Les conclusions de cette réunion sont optimistes : les stocks actuels permettent au pays de fonctionner normalement pendant plusieurs mois. Des mesures ont par ailleurs été prises pour prévenir toute tentative de contrebande ou de spéculation.
Le ministre de l'Énergie et du Pétrole, M. Mohamed Mohamed Malainine Khaled, a apporté des précisions techniques sur la situation énergétique. Il a indiqué que le prix du baril de pétrole a atteint 92 dollars, impacté par la crise régionale. Toutefois, le stock en hydrocarbures et en gaz est non seulement suffisant, mais sera renforcé par l'arrivée prochaine de cinq bateaux, conformément aux orientations présidentielles visant à maximiser les capacités de stockage nationales.
Un bouclier social pour préserver le pouvoir d'achat des citoyens
Le ministre de l'Énergie a clairement affirmé que l'État prendra toutes les dispositions nécessaires pour que les fluctuations des prix sur le marché international n'affectent pas les citoyens. Un scénario de prix du baril entre 85 et 90 dollars a été anticipé, nécessitant la mobilisation de 25 milliards d'ouguiyas.
Pour le gaz, 4 milliards d'ouguiyas ont déjà été injectés entre janvier et février, l'État prenant en charge 4 000 ouguiyas sur chaque bouteille de gaz. Concernant le gasoil, une subvention de 100 ouguiyas par litre est appliquée.
Le ministre a révélé que la Mauritanie a envisagé tous les scénarios, y compris celui d'un baril atteignant 140 dollars. Dans cette hypothèse extrême, l'État dispose des moyens nécessaires pour y faire face, avec une enveloppe de 150 milliards d'ouguiyas. Il a rappelé que la loi ne permet pas une hausse des prix de plus de 5%, notant au passage que le prix de l'essence a récemment connu une baisse.
Protection de la production locale et gestion du cheptel
Interrogé sur la protection de la production locale, le porte-parole du gouvernement a expliqué que les restrictions mises en place visent à garantir la satisfaction des besoins locaux avant toute exportation. Le comité de suivi se réunit chaque semaine pour évaluer la situation et décider du maintien, de l'allègement ou de la levée des restrictions.
Concernant le cheptel, M. Houssein Meddou a fourni des chiffres éloquents : la Mauritanie compte plus de 6 millions de têtes de bovins et environ 21 millions de têtes de petits ruminants. Le pays approvisionne plusieurs voisins, dont le Sénégal, le Mali et l'Algérie, dans le cadre d'accords entre États ou de manière libérale. "Rien n'est négligé pour que cette ressource pastorale soit gérée au mieux", a-t-il souligné.

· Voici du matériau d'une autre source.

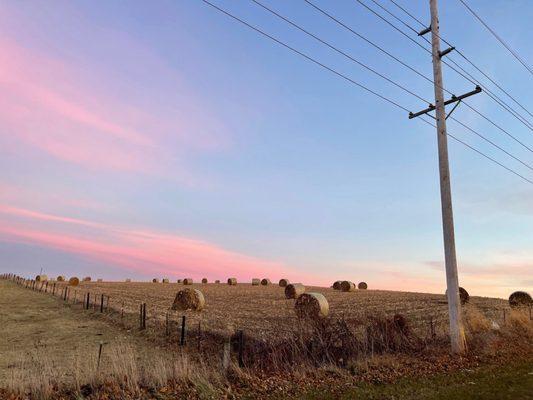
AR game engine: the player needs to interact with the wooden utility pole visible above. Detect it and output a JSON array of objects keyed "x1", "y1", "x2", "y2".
[{"x1": 429, "y1": 0, "x2": 466, "y2": 353}]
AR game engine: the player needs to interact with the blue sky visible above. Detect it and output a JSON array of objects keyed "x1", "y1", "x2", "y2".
[{"x1": 0, "y1": 0, "x2": 533, "y2": 297}]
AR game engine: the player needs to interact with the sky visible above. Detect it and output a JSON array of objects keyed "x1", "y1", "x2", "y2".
[{"x1": 0, "y1": 0, "x2": 533, "y2": 297}]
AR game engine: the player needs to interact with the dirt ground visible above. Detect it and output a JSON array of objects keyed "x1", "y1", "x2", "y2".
[{"x1": 52, "y1": 282, "x2": 509, "y2": 338}]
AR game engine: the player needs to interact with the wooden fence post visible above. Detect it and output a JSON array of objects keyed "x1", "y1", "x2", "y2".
[
  {"x1": 198, "y1": 321, "x2": 202, "y2": 353},
  {"x1": 180, "y1": 315, "x2": 185, "y2": 346},
  {"x1": 143, "y1": 303, "x2": 146, "y2": 329},
  {"x1": 222, "y1": 335, "x2": 231, "y2": 371},
  {"x1": 139, "y1": 303, "x2": 146, "y2": 329},
  {"x1": 238, "y1": 329, "x2": 244, "y2": 368}
]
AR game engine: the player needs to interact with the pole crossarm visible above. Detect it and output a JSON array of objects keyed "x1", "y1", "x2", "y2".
[{"x1": 409, "y1": 86, "x2": 482, "y2": 119}]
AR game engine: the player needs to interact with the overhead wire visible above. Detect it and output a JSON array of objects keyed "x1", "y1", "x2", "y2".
[
  {"x1": 354, "y1": 0, "x2": 533, "y2": 133},
  {"x1": 389, "y1": 0, "x2": 533, "y2": 117},
  {"x1": 459, "y1": 0, "x2": 533, "y2": 75},
  {"x1": 250, "y1": 0, "x2": 533, "y2": 171}
]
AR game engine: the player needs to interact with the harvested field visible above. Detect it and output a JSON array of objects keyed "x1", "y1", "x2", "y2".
[{"x1": 56, "y1": 282, "x2": 509, "y2": 338}]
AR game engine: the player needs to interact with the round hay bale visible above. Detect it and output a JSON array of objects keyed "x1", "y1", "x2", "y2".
[
  {"x1": 294, "y1": 293, "x2": 329, "y2": 319},
  {"x1": 445, "y1": 287, "x2": 470, "y2": 306},
  {"x1": 171, "y1": 288, "x2": 205, "y2": 311},
  {"x1": 509, "y1": 291, "x2": 533, "y2": 308},
  {"x1": 341, "y1": 281, "x2": 355, "y2": 292},
  {"x1": 228, "y1": 278, "x2": 237, "y2": 286},
  {"x1": 392, "y1": 314, "x2": 409, "y2": 334},
  {"x1": 285, "y1": 283, "x2": 305, "y2": 299}
]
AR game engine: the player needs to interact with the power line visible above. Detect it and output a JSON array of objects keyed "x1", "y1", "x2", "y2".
[
  {"x1": 201, "y1": 0, "x2": 409, "y2": 112},
  {"x1": 250, "y1": 0, "x2": 533, "y2": 171},
  {"x1": 250, "y1": 0, "x2": 430, "y2": 103},
  {"x1": 202, "y1": 0, "x2": 533, "y2": 184},
  {"x1": 420, "y1": 117, "x2": 533, "y2": 185},
  {"x1": 352, "y1": 0, "x2": 533, "y2": 153},
  {"x1": 356, "y1": 0, "x2": 533, "y2": 133},
  {"x1": 389, "y1": 0, "x2": 533, "y2": 117},
  {"x1": 459, "y1": 0, "x2": 533, "y2": 75}
]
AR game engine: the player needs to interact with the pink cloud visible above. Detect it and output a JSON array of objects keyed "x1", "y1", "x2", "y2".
[
  {"x1": 0, "y1": 39, "x2": 226, "y2": 184},
  {"x1": 0, "y1": 205, "x2": 304, "y2": 280}
]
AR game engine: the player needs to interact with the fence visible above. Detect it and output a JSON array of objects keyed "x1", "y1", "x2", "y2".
[{"x1": 0, "y1": 274, "x2": 532, "y2": 366}]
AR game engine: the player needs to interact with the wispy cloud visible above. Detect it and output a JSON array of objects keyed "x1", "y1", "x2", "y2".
[
  {"x1": 0, "y1": 39, "x2": 227, "y2": 184},
  {"x1": 0, "y1": 205, "x2": 302, "y2": 280}
]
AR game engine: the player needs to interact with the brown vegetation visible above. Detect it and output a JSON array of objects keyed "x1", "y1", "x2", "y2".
[
  {"x1": 285, "y1": 283, "x2": 305, "y2": 299},
  {"x1": 171, "y1": 288, "x2": 205, "y2": 311},
  {"x1": 294, "y1": 293, "x2": 329, "y2": 319}
]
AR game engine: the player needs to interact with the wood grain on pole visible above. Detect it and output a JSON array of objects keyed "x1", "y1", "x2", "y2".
[{"x1": 429, "y1": 0, "x2": 466, "y2": 354}]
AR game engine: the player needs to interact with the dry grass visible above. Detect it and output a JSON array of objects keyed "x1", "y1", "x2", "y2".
[
  {"x1": 0, "y1": 281, "x2": 218, "y2": 399},
  {"x1": 54, "y1": 282, "x2": 509, "y2": 338}
]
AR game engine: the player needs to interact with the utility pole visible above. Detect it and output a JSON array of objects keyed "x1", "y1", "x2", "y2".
[
  {"x1": 409, "y1": 0, "x2": 481, "y2": 354},
  {"x1": 429, "y1": 0, "x2": 466, "y2": 353}
]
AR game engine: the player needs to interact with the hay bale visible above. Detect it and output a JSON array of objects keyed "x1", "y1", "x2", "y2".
[
  {"x1": 509, "y1": 291, "x2": 533, "y2": 308},
  {"x1": 294, "y1": 293, "x2": 329, "y2": 319},
  {"x1": 228, "y1": 278, "x2": 237, "y2": 286},
  {"x1": 341, "y1": 281, "x2": 355, "y2": 292},
  {"x1": 279, "y1": 278, "x2": 290, "y2": 287},
  {"x1": 445, "y1": 287, "x2": 470, "y2": 306},
  {"x1": 285, "y1": 283, "x2": 305, "y2": 299},
  {"x1": 171, "y1": 288, "x2": 205, "y2": 311}
]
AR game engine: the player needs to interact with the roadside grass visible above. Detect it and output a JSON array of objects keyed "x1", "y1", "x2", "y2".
[{"x1": 296, "y1": 361, "x2": 533, "y2": 400}]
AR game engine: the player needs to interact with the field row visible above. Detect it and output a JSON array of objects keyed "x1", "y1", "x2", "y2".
[{"x1": 53, "y1": 282, "x2": 508, "y2": 338}]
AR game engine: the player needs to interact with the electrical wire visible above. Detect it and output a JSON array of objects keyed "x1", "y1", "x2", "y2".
[
  {"x1": 250, "y1": 0, "x2": 533, "y2": 171},
  {"x1": 459, "y1": 0, "x2": 533, "y2": 75},
  {"x1": 201, "y1": 0, "x2": 533, "y2": 184},
  {"x1": 389, "y1": 0, "x2": 533, "y2": 117}
]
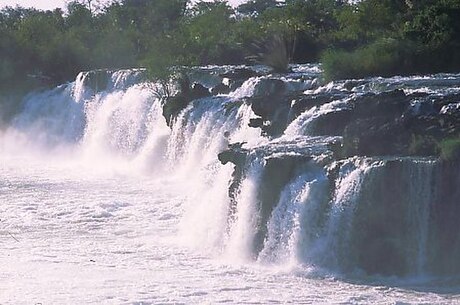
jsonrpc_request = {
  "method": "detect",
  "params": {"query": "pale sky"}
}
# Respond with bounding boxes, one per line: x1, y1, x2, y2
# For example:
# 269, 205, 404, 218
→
0, 0, 244, 10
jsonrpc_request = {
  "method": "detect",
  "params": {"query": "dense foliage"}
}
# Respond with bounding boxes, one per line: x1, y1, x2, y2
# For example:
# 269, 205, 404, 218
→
0, 0, 460, 90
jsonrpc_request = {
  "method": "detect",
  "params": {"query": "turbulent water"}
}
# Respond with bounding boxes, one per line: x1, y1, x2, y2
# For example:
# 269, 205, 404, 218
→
0, 65, 460, 304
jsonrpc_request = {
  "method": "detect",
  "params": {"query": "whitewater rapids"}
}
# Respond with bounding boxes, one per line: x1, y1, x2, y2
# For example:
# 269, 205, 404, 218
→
0, 67, 460, 304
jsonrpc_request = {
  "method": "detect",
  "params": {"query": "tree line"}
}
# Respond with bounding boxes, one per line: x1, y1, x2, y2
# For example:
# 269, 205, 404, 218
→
0, 0, 460, 90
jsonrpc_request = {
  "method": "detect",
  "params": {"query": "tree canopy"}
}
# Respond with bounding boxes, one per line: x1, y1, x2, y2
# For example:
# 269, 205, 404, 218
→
0, 0, 460, 89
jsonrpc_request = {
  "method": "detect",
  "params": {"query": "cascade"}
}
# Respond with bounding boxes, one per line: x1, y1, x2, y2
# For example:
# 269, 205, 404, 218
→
0, 65, 460, 276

Précisions sur la fiscalité et les taxes douanières
Revenant sur la question des taxes appliquées aux transactions monétaires électroniques, le porte-parole a réaffirmé que la loi a fixé le seuil imposable à 50 000 ouguiyas. Il a relevé que la pression fiscale en Mauritanie reste légère comparée à celle des pays voisins.
En ce qui concerne la taxe douanière sur les smartphones, M. Houssein Meddou a annoncé une baisse, de 32,5% à 30%. Il a expliqué qu'avant, les commerçants s'acquittaient de cette taxe de façon désordonnée. Désormais, un outil a été mis en place en collaboration avec l'autorité de régulation et les sociétés de téléphonie pour organiser et faciliter le paiement de ladite taxe, qui varie désormais selon la valeur du téléphone.